Which neutrophil metric is more informative?
Metric | What it really tells you | When it can mis-lead |
---|---|---|
Absolute neutrophil count (ANC) | ||
(cells × 10³/µL) | • Size of your myeloid “standing army.” | |
• Correlates with bone-marrow output, innate immune capacity, and chronic low-grade inflammation (“inflammaging”). | Falls whenever total WBC falls (e.g., calorie restriction, some viral infections, myelosuppression) —so you must interpret it with context (CR, drugs, etc.). | |
Percent neutrophils | • Fraction of total leukocytes that are neutrophils. | |
• Useful for spotting acute shifts (e.g., a bacterial spike pushes %-neutrophils up even when total WBC stays normal). | Can look “normal” or “high” simply because lymphocytes have dropped (–> higher percentage even if neutrophils haven’t risen). |
Bottom line: For ageing biology, ANC (the raw count) plus the neutrophil-to-lymphocyte ratio (NLR) beats percentage alone.
Why ANC (and NLR) line up better with ageing phenotypes
- Myeloid skew & “inflammaging.”
- Ageing HSCs tilt toward myeloid lineages, so absolute neutrophil counts often creep upward even when lymphocytes fall. Higher ANC tracks with higher IL-6, CRP, and all-cause mortality in older cohorts.

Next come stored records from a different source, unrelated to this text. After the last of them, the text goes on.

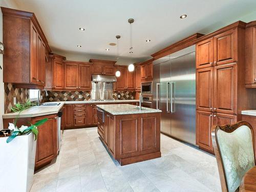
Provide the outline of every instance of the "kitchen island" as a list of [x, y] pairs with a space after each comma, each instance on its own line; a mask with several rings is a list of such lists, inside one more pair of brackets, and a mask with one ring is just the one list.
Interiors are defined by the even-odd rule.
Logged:
[[99, 138], [121, 165], [161, 157], [161, 110], [97, 105]]

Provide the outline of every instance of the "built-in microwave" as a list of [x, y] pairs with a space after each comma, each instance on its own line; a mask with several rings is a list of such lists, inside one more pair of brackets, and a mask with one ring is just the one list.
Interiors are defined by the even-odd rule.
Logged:
[[141, 83], [141, 93], [142, 94], [152, 94], [152, 82]]

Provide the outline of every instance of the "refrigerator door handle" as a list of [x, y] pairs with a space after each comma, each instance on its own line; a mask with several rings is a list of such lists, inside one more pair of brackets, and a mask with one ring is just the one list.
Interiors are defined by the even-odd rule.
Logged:
[[170, 88], [170, 82], [167, 82], [166, 83], [166, 112], [167, 113], [168, 112], [170, 112], [170, 111], [169, 111], [169, 106], [168, 106], [168, 104], [169, 104], [169, 102], [168, 102], [168, 100], [169, 100], [169, 98], [168, 97], [168, 95], [169, 94], [169, 88]]
[[160, 87], [160, 83], [157, 83], [156, 84], [156, 86], [157, 86], [157, 110], [159, 110], [160, 108], [159, 108], [159, 106], [158, 106], [158, 100], [159, 100], [158, 87]]

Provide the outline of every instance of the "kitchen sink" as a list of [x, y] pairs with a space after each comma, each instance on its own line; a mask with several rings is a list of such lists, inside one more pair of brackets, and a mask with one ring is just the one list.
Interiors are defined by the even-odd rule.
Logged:
[[60, 104], [60, 103], [43, 103], [40, 104], [40, 106], [56, 106], [56, 105], [58, 105]]

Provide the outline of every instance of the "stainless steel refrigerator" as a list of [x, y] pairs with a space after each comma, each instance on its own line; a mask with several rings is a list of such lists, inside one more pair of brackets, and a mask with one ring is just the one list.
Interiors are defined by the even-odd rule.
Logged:
[[196, 144], [195, 46], [153, 62], [154, 109], [162, 111], [161, 132]]

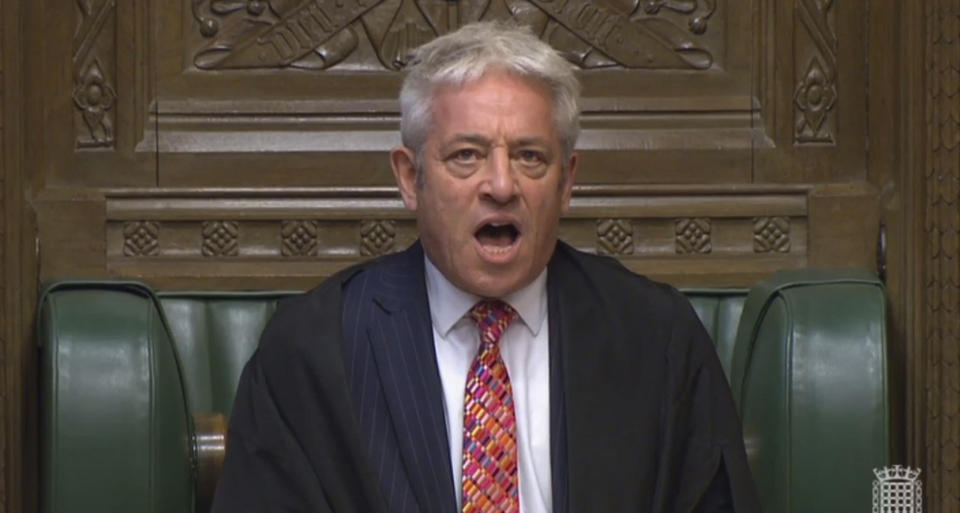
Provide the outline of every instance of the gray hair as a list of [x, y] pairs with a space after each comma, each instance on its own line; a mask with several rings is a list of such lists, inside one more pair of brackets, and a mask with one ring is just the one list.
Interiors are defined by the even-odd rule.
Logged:
[[566, 167], [580, 133], [580, 82], [573, 66], [556, 50], [528, 27], [512, 22], [464, 25], [414, 51], [400, 89], [403, 145], [421, 157], [432, 122], [434, 87], [462, 85], [498, 70], [540, 81], [553, 93], [554, 122]]

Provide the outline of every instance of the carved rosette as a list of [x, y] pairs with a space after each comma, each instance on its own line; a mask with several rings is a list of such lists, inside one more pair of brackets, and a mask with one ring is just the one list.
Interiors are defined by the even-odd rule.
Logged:
[[676, 220], [674, 226], [678, 254], [709, 253], [713, 249], [710, 241], [710, 219], [681, 218]]
[[753, 251], [754, 253], [789, 253], [790, 218], [754, 218]]
[[804, 30], [797, 31], [797, 85], [794, 140], [797, 144], [832, 144], [837, 104], [837, 35], [833, 31], [833, 0], [798, 0], [796, 14]]
[[597, 220], [597, 253], [633, 254], [633, 224], [628, 219]]
[[317, 222], [284, 221], [280, 227], [280, 240], [283, 256], [316, 256]]
[[160, 223], [130, 221], [123, 223], [123, 256], [156, 256], [160, 253]]
[[200, 233], [203, 256], [237, 256], [240, 225], [236, 221], [205, 221]]
[[74, 131], [78, 148], [112, 147], [117, 93], [116, 0], [77, 0], [78, 27], [73, 55]]
[[364, 221], [360, 223], [360, 255], [377, 256], [393, 250], [397, 237], [394, 221]]
[[707, 69], [722, 51], [703, 40], [718, 1], [194, 0], [193, 60], [200, 69], [400, 70], [440, 34], [513, 19], [584, 68]]

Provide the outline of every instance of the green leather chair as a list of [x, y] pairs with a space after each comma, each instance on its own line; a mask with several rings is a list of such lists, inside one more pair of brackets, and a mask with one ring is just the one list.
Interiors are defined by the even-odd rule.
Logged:
[[[857, 271], [687, 289], [770, 513], [866, 510], [889, 463], [884, 292]], [[292, 292], [61, 282], [38, 312], [41, 511], [202, 512], [244, 362]]]

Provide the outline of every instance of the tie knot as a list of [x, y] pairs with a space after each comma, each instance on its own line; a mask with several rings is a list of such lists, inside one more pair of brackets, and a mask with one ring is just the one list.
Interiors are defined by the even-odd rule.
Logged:
[[470, 318], [480, 329], [480, 341], [496, 344], [507, 326], [517, 318], [517, 311], [499, 299], [486, 299], [473, 305]]

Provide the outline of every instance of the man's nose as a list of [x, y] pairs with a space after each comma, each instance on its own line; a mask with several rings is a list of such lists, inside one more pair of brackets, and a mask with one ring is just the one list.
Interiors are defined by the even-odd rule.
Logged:
[[498, 203], [506, 203], [516, 194], [516, 183], [510, 167], [510, 155], [502, 149], [492, 152], [489, 160], [487, 194]]

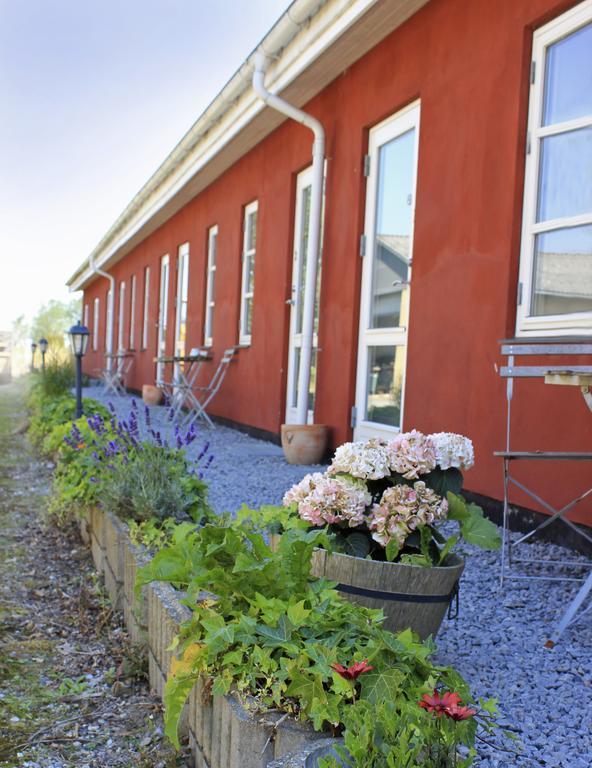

- Predictive value in geriatrics.
- Large prospective studies (e.g., Rotterdam, UK Biobank) show that people in the highest ANC or NLR quintile have significantly higher risk of frailty, CVD, dementia, and mortality—even after adjusting for lifestyle and comorbidities.
- Calorie restriction (CR) nuance.
- CR lowers total WBC, usually by trimming both neutrophils and lymphocytes (and platelets). The drop in ANC under CR is not interpreted as immunosenescence; instead it reflects lower systemic inflammatory tone (less IL-6/G-CSF drive).
- In CR mice and in CALERIE-II humans, ANC fell ~15 % while innate responses to challenge remained intact.
- Percent neutrophils without the denominator misleads.
- In many elderly adults lymphocytes fall faster than neutrophils, so %-neutrophils may rise into “high-normal” territory even though ANC is flat or only modestly elevated. Conversely, a CR practitioner can have a low ANC but also a lower WBC, so %-neutrophils stays mid-range.
Practical take-aways
- Track ANC and lymphocyte count together; use them to compute NLR (ANC / absolute lymphocytes). NLR > 3–4 is consistently associated with worse biological-age phenotypes and higher mortality.
- If you practice moderate CR and see both ANC and lymphocytes down—but NLR unchanged or lower—that pattern aligns with reduced systemic inflammation, not immunosenescence.
- A rising ANC or rising NLR over time, especially with elevated CRP, ferritin, or IL-6, is a red flag for inflammaging and warrants a look at visceral adiposity, periodontal status, latent infection, or clonal hematopoiesis.
So, when talking about ageing and longevity, it’s the absolute numbers—and how neutrophils relate to the rest of the white-cell population—rather than the neutrophil percentage alone that carry the biologically relevant signal.